As a scientist I perform molecular biological and histotechnological research on the structure and function of conventional (e.g., right-handed B-DNA), alternative (e.g., Z-DNA) and multi-stranded (e.g., triplex DNA) DNA and RNA molecules, in both normal and diseased tissue [e.g., eye (ocular lens) (cataracts), and skin (epidermis) (e.g., melanoma, Xeroderma Pigmentosum)].
As a nucleic acid nanotechnologist, I develop the next generation of DNA and RNA microarrays [i.e., Novel multistranded and alternative DNA, RNA and plasmid microarrays (transitional structural nucleic acid microarrays)]. This involves new ways of immobilizing intact, non-denatured unaltered nucleic acids to enhanced substrate surfaces.
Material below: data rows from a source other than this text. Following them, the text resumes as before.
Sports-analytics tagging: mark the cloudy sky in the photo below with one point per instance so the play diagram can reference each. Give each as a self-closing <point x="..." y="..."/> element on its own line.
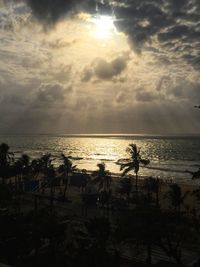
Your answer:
<point x="85" y="66"/>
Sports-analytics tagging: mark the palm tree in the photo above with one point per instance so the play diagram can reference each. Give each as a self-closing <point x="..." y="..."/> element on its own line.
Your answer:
<point x="6" y="158"/>
<point x="132" y="164"/>
<point x="66" y="168"/>
<point x="103" y="177"/>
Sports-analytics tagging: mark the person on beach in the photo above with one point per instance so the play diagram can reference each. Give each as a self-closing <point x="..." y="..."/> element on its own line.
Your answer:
<point x="195" y="175"/>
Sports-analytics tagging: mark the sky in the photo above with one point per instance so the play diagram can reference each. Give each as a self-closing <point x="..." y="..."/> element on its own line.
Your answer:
<point x="85" y="66"/>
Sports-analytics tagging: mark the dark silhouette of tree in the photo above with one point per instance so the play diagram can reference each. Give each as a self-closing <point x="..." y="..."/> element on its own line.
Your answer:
<point x="132" y="164"/>
<point x="66" y="169"/>
<point x="125" y="187"/>
<point x="6" y="158"/>
<point x="152" y="185"/>
<point x="103" y="178"/>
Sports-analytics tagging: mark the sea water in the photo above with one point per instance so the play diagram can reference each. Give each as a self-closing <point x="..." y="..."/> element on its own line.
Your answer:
<point x="170" y="156"/>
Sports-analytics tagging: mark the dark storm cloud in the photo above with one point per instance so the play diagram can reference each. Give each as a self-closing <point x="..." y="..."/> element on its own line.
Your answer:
<point x="105" y="70"/>
<point x="175" y="24"/>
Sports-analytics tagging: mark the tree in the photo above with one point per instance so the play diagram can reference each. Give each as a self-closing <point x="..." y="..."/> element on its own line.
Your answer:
<point x="66" y="168"/>
<point x="133" y="163"/>
<point x="103" y="177"/>
<point x="6" y="158"/>
<point x="125" y="187"/>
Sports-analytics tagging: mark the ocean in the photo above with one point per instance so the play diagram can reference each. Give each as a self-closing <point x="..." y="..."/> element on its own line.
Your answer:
<point x="170" y="156"/>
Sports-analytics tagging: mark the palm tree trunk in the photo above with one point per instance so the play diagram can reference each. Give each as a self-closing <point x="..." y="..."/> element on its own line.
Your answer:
<point x="66" y="185"/>
<point x="136" y="184"/>
<point x="149" y="254"/>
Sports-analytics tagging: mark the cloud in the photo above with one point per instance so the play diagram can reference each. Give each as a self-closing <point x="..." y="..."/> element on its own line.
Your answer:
<point x="49" y="95"/>
<point x="106" y="70"/>
<point x="187" y="90"/>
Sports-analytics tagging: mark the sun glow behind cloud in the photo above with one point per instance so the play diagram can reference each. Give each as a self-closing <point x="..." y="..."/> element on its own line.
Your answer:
<point x="103" y="27"/>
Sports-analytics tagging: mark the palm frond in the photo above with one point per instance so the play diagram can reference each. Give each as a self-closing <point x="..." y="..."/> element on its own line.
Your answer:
<point x="127" y="170"/>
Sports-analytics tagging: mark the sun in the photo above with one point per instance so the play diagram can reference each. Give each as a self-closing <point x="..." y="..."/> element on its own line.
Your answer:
<point x="104" y="26"/>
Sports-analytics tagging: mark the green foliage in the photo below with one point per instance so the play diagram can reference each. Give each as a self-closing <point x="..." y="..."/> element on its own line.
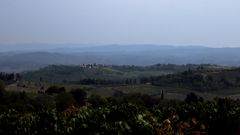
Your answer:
<point x="64" y="100"/>
<point x="2" y="88"/>
<point x="55" y="89"/>
<point x="79" y="95"/>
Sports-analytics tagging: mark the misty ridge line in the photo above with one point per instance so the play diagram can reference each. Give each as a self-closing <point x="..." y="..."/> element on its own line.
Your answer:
<point x="139" y="55"/>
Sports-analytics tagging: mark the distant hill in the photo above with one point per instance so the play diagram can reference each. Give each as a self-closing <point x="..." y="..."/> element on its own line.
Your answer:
<point x="66" y="73"/>
<point x="118" y="55"/>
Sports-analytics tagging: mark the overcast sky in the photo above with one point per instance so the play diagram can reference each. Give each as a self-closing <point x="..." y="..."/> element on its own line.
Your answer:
<point x="214" y="23"/>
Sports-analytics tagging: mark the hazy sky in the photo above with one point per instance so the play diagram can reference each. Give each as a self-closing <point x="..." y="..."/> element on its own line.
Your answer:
<point x="214" y="23"/>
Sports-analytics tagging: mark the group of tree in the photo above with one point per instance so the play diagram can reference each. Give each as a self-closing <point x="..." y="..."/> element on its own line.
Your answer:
<point x="198" y="80"/>
<point x="72" y="113"/>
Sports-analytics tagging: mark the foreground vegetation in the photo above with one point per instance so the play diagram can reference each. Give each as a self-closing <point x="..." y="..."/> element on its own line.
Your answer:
<point x="148" y="106"/>
<point x="60" y="112"/>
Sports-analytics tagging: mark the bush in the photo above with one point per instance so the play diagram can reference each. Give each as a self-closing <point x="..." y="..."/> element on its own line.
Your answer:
<point x="55" y="89"/>
<point x="63" y="101"/>
<point x="79" y="95"/>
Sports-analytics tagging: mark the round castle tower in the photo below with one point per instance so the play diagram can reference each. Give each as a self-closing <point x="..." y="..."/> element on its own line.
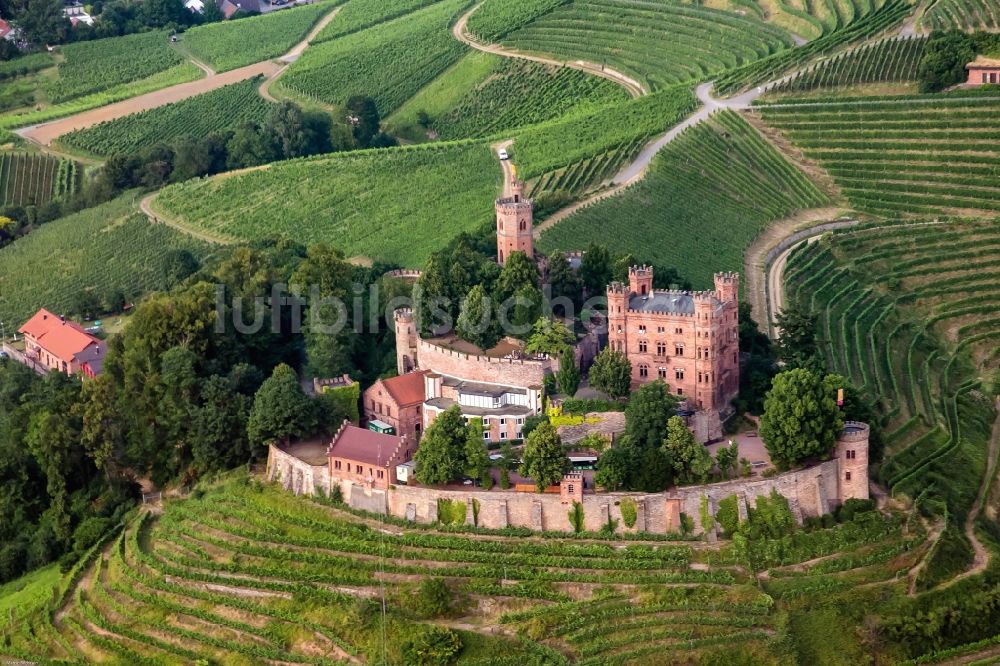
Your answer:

In addition I am also involved in developing techniques that can be used with the novel microarrays, viz., original genomic and proteomic techniques/methods (i.e., transitional structural chemogenomics, transitional structural chemoproteomics, transitional structural pharmacogenomics, transitional structural pharmacoproteomics).
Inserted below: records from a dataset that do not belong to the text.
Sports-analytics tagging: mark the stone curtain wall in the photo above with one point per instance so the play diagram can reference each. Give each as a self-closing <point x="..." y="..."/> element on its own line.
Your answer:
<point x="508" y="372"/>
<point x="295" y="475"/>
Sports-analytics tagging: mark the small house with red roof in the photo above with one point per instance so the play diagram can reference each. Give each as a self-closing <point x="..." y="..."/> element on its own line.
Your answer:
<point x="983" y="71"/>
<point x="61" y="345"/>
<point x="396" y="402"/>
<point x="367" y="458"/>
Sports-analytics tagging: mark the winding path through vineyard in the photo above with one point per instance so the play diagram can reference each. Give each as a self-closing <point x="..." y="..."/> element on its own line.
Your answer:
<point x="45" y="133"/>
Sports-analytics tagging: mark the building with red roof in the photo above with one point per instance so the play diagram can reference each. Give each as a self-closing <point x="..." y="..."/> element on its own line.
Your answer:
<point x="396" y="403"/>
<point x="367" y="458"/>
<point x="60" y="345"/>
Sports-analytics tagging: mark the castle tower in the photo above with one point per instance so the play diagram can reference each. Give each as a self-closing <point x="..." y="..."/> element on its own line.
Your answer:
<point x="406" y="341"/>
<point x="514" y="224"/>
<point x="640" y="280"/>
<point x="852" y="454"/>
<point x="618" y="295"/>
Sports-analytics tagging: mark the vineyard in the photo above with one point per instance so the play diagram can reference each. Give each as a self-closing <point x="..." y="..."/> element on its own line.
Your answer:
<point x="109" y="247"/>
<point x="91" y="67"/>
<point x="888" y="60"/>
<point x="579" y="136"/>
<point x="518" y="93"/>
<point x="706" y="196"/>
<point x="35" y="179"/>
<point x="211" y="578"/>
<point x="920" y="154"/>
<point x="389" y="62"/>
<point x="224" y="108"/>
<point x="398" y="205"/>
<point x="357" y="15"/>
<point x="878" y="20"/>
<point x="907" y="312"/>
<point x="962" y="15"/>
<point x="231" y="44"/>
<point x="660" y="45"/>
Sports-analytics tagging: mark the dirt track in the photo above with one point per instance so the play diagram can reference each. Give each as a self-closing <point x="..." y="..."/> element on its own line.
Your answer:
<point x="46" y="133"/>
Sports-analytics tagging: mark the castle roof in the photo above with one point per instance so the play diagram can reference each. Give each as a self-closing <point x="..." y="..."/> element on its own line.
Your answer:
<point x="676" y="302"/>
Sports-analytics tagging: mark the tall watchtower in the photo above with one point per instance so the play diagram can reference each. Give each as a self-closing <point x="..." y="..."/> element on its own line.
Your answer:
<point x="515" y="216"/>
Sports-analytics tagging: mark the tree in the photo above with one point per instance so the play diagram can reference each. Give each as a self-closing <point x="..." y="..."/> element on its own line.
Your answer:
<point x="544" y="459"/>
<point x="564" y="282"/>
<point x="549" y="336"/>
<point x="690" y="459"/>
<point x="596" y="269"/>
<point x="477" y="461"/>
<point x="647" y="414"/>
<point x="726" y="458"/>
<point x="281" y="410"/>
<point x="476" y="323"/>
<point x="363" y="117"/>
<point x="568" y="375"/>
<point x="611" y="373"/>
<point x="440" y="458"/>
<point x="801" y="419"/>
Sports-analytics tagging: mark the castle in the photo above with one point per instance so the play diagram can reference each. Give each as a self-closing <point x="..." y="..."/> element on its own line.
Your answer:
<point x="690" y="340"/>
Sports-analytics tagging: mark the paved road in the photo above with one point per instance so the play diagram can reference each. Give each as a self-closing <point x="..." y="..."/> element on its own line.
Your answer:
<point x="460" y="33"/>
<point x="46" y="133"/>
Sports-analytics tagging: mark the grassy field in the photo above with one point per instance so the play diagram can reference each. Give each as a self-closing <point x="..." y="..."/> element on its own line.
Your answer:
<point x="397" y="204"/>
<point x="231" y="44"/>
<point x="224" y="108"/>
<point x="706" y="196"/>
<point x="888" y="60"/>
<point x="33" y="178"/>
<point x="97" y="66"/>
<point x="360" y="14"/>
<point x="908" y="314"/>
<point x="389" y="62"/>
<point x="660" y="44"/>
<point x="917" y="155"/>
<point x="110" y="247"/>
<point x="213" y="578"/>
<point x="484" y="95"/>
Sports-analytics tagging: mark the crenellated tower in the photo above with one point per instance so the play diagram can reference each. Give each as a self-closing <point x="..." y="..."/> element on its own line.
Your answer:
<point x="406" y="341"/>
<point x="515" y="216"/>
Furthermore, I develop novel approaches to fixing tissues for superior histotechnological processing of preserved DNA, RNA and nucleic acid-protein complexes in tissues. These tissues can then be better characterized immunohistochemically and histochemically for the presence of nucleic acids. Presently, I am trying to manufacture the novel microarrays using standard industry equipment and locating companies interested in licensing the Gagna/NYIT patent (i.e., Method for immobilizing multistranded nucleic acid molecules by modifying more than one strand thereof, and binding each strand to a solid support: August 30, 2005 - 6,936,461).